Let me explain this with an example from our daily lives. When you are on a casual day to buy some merchandise from street vendors, what draws you near the stall without looking at the merchandise? It’s the chants most vendors use to attract the buyer by incorporating points of interest. Similarly, your store will only be good enough to attract the buyer if you make correct use of “Call to Actions”.
Solutions:
“Call to Actions”, are triggers that immediately provoke their audience into executing a certain action. By using an attractive phrase or statement with a nicely fashioned button, you can make an exceptionally good call to action.
This is one of the most annoying elements to haggle with and the worst part is that it’s all over the internet as site owners are doing it indiscriminately. If your settings a touch target for the mobile user, for the Love of God please leave some space for the user to interact with it. I remember when I tried to buy baseball cap from an online store but just couldn’t help hitting the “Rating” button each time I tried my thumb to reach the “Checkout” button. This not only frustrates the user, but sends him cursing away from the website.
Solution:
Other users will not be as patient as me, so before you get trapped into your own website, ask you designer to place the button with appropriate spacing next to other touch targets on your website, or you may never get subscribers or buyers, and might not even be able to figure out the problem.

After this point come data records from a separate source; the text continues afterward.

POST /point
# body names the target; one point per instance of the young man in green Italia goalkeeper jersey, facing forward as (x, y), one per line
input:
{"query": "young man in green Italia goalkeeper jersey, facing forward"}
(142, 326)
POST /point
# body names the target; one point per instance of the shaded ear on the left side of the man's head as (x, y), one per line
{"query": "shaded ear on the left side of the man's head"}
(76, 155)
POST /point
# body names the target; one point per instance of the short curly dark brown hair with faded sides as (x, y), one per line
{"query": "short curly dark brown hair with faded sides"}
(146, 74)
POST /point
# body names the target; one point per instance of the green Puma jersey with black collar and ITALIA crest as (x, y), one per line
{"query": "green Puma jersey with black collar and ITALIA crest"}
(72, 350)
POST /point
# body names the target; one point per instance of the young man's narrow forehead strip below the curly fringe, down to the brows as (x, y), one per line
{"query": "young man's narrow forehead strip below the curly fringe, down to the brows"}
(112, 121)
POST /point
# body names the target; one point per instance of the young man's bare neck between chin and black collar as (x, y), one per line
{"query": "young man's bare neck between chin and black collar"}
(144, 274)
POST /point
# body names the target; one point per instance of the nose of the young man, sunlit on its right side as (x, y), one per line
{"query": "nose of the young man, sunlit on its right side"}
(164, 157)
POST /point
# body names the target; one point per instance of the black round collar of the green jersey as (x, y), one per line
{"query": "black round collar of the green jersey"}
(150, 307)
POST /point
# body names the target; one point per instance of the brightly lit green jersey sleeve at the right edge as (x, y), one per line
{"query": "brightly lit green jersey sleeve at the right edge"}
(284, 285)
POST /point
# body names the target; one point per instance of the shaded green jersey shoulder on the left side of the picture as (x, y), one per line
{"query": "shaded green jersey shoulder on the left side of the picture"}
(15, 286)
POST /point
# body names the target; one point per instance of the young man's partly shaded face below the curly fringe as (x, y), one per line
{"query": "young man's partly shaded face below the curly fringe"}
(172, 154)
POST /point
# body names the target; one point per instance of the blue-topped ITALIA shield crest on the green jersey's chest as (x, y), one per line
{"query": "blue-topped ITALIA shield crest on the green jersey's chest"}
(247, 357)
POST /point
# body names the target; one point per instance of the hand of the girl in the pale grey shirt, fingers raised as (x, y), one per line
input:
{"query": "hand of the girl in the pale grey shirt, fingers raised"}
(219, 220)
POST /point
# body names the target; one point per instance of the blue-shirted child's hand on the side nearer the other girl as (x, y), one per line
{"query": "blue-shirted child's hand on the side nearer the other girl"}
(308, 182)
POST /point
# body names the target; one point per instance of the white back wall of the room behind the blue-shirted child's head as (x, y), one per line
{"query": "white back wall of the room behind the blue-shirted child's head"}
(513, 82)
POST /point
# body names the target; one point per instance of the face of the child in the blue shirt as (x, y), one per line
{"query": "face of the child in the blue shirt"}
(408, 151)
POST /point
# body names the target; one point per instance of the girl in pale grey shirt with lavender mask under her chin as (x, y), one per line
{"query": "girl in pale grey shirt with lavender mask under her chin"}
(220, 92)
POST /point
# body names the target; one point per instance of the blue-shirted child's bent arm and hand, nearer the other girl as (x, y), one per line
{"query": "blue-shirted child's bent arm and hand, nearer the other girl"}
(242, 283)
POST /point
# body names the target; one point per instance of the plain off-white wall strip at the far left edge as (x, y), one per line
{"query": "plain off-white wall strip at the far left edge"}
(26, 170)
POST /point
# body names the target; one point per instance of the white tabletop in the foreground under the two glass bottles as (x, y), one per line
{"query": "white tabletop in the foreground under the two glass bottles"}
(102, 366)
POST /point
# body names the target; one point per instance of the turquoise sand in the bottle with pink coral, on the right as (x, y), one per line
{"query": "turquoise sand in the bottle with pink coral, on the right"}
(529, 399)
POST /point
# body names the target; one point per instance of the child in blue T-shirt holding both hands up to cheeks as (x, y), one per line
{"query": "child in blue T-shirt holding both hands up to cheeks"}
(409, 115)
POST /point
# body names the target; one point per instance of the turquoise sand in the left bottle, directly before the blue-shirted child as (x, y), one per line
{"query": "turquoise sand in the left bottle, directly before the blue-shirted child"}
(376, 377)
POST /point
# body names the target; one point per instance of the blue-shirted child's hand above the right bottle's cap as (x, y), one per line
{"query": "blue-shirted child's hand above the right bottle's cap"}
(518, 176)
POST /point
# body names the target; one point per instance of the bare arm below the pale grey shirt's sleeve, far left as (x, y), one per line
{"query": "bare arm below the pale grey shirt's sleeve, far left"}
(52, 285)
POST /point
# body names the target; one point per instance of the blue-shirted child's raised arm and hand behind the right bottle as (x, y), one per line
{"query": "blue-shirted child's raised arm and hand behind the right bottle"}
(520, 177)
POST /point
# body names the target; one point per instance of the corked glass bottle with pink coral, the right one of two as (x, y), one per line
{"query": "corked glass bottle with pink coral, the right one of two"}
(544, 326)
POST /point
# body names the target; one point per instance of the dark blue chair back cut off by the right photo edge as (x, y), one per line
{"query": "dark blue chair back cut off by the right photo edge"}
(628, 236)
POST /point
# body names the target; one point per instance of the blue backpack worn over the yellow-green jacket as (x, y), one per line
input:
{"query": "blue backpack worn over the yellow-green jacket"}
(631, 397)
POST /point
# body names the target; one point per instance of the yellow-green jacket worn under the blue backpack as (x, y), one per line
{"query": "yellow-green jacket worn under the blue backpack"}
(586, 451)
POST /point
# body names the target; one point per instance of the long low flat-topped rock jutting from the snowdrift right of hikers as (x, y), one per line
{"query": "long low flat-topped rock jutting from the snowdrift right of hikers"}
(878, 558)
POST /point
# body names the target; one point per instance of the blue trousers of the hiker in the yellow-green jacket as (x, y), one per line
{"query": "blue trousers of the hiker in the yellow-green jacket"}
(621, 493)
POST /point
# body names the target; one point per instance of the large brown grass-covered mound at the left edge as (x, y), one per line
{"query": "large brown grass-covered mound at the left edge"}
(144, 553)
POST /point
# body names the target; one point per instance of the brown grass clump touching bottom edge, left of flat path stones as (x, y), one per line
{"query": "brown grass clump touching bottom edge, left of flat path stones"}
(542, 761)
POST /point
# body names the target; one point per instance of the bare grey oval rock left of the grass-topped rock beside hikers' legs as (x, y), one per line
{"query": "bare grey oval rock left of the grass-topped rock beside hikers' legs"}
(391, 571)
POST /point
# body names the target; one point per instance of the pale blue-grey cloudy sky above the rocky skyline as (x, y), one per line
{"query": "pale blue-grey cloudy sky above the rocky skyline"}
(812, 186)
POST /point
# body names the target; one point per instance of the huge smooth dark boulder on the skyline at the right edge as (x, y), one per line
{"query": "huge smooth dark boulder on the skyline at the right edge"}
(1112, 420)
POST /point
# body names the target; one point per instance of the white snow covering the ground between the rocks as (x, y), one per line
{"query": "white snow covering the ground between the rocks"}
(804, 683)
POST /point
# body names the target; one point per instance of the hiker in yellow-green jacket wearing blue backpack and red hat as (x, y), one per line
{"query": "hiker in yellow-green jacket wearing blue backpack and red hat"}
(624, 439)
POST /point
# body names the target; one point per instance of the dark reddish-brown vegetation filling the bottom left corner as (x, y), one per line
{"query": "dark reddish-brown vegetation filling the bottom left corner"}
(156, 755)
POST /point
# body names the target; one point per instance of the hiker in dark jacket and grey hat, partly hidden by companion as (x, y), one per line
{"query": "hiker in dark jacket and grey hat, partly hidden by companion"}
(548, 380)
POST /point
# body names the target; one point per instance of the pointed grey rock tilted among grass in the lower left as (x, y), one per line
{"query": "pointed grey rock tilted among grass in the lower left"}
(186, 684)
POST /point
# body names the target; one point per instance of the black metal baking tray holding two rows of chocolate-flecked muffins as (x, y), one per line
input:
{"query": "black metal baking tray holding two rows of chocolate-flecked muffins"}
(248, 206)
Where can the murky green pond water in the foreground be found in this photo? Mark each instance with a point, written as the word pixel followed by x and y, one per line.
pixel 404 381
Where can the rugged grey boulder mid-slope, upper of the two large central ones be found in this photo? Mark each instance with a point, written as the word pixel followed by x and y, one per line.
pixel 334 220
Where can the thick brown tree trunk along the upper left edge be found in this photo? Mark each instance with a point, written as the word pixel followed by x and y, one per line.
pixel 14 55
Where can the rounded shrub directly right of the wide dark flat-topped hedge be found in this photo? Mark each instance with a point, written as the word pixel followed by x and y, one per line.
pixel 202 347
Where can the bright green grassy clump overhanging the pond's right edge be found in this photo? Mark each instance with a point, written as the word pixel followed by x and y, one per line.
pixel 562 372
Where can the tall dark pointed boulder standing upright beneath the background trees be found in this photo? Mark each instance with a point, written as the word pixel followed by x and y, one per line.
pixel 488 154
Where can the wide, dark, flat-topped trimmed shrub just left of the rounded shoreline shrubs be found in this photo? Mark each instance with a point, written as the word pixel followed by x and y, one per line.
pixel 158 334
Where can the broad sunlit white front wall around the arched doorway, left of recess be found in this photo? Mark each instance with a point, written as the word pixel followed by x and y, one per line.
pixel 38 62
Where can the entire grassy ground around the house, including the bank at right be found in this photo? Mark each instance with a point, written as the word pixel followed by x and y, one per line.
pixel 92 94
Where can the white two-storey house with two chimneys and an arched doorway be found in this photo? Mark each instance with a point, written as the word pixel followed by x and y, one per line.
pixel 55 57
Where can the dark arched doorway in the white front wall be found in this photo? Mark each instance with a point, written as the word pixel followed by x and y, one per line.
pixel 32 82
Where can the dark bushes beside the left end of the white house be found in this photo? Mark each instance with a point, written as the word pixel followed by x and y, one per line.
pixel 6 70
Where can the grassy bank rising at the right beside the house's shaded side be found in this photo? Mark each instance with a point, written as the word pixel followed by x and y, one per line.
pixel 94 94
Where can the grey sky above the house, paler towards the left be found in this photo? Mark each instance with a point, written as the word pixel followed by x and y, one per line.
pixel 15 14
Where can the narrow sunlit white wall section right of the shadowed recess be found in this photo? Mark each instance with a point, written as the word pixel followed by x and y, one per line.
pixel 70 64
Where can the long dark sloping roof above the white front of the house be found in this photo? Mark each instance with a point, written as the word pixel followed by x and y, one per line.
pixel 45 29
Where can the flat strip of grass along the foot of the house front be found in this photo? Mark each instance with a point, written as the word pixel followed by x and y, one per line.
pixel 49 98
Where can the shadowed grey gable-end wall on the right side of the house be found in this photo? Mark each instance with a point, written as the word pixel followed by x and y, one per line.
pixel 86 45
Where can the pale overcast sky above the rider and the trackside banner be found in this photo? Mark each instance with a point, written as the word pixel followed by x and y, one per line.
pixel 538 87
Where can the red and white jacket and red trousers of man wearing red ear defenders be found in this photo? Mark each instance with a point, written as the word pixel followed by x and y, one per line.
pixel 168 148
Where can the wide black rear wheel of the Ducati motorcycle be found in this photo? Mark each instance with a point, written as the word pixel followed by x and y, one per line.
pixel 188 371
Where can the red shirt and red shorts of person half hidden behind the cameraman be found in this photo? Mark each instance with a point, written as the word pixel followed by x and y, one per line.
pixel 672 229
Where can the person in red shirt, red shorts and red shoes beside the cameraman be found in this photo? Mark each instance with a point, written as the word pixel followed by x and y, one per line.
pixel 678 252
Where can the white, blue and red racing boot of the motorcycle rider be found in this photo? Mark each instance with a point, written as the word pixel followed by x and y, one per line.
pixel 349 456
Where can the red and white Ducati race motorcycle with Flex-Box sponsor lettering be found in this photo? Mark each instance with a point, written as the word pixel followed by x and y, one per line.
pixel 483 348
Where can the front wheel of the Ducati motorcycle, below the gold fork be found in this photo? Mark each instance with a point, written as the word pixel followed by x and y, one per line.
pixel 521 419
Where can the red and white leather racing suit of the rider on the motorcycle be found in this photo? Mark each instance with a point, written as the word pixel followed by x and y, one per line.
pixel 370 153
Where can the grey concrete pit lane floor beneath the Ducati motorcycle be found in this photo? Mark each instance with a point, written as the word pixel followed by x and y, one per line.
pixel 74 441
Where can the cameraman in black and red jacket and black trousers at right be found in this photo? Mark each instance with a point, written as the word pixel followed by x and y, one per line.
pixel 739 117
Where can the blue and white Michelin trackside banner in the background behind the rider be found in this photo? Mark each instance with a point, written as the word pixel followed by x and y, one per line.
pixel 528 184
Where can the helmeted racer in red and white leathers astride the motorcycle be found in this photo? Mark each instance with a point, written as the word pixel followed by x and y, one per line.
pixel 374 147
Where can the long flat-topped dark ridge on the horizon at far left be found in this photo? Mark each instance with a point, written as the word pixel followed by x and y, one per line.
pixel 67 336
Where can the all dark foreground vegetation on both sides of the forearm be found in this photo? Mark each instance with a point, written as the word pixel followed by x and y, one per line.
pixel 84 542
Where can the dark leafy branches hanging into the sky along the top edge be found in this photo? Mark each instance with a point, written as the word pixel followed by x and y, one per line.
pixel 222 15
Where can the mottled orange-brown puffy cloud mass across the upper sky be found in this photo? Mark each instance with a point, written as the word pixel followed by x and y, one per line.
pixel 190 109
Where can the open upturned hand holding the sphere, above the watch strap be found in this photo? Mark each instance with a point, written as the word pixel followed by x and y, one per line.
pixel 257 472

All these notorious problems are the major reason many hard worked websites get UX problems that eventually cripple website into a ghost ship floating on the internet. Only by adding a little of effort and taking some precautionary measures, you can prevent these issues from spiraling into a costly catastrophe. If you heed the solutions to each one of these problems, I assure you that not only you will successfully deliver a promising experience to your users and customers, but also raise your website in a top ranking clicker on search engines. When it comes to UX, “you’ve got to start with the customer experience and work back toward technology” – Steve Jobs.